Need a scheduling layer: Lifestack
Want Reminders in your calendar: Fantastical
Want a visual timeline of your day: Structured
Want a richer task manager: Things 3
Use an iPad with Apple Pencil: GoodNotes
Want fast typed notes and search: Bear
Frequently Asked Questions
What apps work with Apple Reminders?
Fantastical is the best third-party app for seeing Apple Reminders inside a calendar view. Things 3 can import from Reminders for deeper task management. Lifestack uses your calendar to schedule when to do your tasks, complementing Reminders as a capture tool. See also our guide on the best reminder apps for iOS.
Can you see Apple Reminders in a calendar view?
The native Apple Calendar app does not show Reminders in its day view. Fantastical does, showing your reminders alongside your calendar events in a single unified timeline. This is one of the main reasons Apple users upgrade from the native Calendar to Fantastical.

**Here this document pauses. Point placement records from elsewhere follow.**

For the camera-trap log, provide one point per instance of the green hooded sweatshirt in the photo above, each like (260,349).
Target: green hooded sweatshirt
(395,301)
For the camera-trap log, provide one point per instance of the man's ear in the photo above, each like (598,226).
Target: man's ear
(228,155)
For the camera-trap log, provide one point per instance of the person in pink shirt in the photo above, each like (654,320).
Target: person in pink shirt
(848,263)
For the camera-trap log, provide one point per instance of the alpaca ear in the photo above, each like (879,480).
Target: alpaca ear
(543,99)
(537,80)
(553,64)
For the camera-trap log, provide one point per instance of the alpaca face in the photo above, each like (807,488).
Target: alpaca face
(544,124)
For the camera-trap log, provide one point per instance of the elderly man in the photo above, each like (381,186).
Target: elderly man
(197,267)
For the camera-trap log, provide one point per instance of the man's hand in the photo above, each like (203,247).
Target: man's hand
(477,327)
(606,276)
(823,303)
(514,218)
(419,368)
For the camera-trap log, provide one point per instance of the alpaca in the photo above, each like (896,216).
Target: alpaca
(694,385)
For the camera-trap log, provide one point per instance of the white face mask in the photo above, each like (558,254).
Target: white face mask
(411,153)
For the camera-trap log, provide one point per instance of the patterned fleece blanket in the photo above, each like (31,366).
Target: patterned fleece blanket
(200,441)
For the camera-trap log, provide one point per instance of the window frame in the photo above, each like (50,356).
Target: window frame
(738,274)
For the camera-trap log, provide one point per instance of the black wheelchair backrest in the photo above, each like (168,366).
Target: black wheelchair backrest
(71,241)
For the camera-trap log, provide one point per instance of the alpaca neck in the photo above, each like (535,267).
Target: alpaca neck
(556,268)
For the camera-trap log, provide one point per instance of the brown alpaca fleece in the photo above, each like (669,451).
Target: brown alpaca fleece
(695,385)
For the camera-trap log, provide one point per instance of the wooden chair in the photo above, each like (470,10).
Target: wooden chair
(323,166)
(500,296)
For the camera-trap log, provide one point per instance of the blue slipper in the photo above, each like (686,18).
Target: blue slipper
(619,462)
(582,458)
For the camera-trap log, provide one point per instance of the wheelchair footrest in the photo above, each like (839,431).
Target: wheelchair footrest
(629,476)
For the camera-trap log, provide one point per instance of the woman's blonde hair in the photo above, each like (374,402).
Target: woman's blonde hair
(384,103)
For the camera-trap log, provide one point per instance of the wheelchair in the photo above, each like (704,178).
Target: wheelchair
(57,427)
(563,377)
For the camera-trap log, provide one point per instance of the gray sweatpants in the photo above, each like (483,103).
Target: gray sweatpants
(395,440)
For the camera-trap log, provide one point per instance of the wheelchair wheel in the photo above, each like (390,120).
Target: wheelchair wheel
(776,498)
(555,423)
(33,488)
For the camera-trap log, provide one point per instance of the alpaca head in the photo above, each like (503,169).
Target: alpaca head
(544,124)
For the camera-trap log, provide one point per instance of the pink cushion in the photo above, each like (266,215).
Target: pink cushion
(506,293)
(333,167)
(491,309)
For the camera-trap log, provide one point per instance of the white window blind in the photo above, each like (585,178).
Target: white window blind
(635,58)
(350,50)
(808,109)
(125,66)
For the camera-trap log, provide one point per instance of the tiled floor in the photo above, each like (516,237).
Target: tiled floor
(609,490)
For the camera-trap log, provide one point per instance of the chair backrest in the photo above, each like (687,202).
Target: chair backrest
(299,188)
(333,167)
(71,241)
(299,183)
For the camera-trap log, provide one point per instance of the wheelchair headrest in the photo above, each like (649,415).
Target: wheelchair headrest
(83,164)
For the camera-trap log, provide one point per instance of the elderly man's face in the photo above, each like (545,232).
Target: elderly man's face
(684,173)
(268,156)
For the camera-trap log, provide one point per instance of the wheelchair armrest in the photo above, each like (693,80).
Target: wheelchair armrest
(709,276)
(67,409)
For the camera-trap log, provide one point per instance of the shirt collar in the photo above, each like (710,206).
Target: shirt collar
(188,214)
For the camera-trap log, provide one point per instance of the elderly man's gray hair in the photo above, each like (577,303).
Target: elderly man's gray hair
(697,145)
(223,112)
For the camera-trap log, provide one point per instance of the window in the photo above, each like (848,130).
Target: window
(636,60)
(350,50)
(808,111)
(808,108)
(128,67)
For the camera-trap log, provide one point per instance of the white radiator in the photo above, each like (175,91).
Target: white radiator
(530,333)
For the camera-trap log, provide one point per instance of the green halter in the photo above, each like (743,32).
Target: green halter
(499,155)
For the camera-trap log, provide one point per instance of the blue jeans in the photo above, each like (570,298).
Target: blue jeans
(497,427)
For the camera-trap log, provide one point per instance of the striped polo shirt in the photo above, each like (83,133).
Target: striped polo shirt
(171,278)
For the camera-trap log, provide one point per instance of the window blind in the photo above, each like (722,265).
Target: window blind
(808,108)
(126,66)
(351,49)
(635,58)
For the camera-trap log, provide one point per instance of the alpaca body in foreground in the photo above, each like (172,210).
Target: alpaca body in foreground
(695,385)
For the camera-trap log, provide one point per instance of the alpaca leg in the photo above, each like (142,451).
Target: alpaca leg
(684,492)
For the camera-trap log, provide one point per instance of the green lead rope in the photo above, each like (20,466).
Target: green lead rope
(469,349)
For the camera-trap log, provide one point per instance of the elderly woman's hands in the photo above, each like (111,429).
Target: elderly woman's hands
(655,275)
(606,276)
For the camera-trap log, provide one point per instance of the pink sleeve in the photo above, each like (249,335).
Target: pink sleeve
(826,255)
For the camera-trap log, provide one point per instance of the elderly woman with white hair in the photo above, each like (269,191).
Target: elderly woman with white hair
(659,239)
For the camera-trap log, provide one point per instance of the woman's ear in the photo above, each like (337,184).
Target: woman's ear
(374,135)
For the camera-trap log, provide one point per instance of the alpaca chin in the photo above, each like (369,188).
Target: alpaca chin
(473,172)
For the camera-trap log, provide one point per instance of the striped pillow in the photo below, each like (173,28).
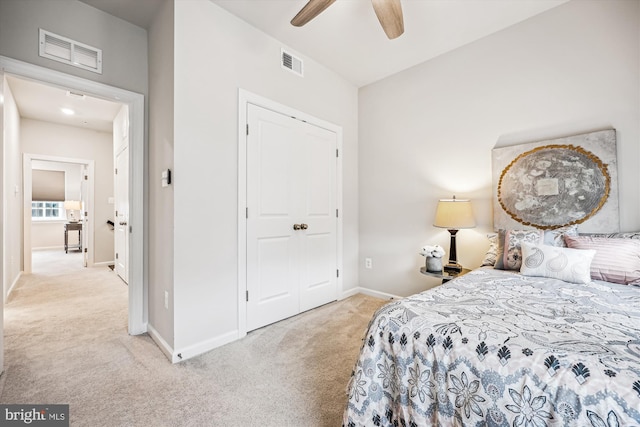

Is Apple Reminders good enough on its own?
For basic task capture, yes. For daily planning, scheduling, calendar integration, and note-taking context, you'll benefit from pairing it with other apps. Apple Reminders is excellent for fast capture via Siri and location-based reminders; the apps above handle the planning and organization layer.
How do I use Lifestack with Apple Reminders?
Use Apple Reminders for quick capture (Siri, Share Sheet, location triggers). Then add your high-priority tasks to Lifestack with estimated time and energy tags. Lifestack schedules them into your day based on your calendar and energy, turning your reminder list into a realistic AI-powered daily plan.
Does Things 3 read Apple Reminders?
Yes. Things 3 has an Apple Reminders import feature that pulls tasks from your Reminders lists into Things for further organization. This workflow lets you use Siri and the native Reminders app for fast capture, then manage everything in Things 3's richer organizational system.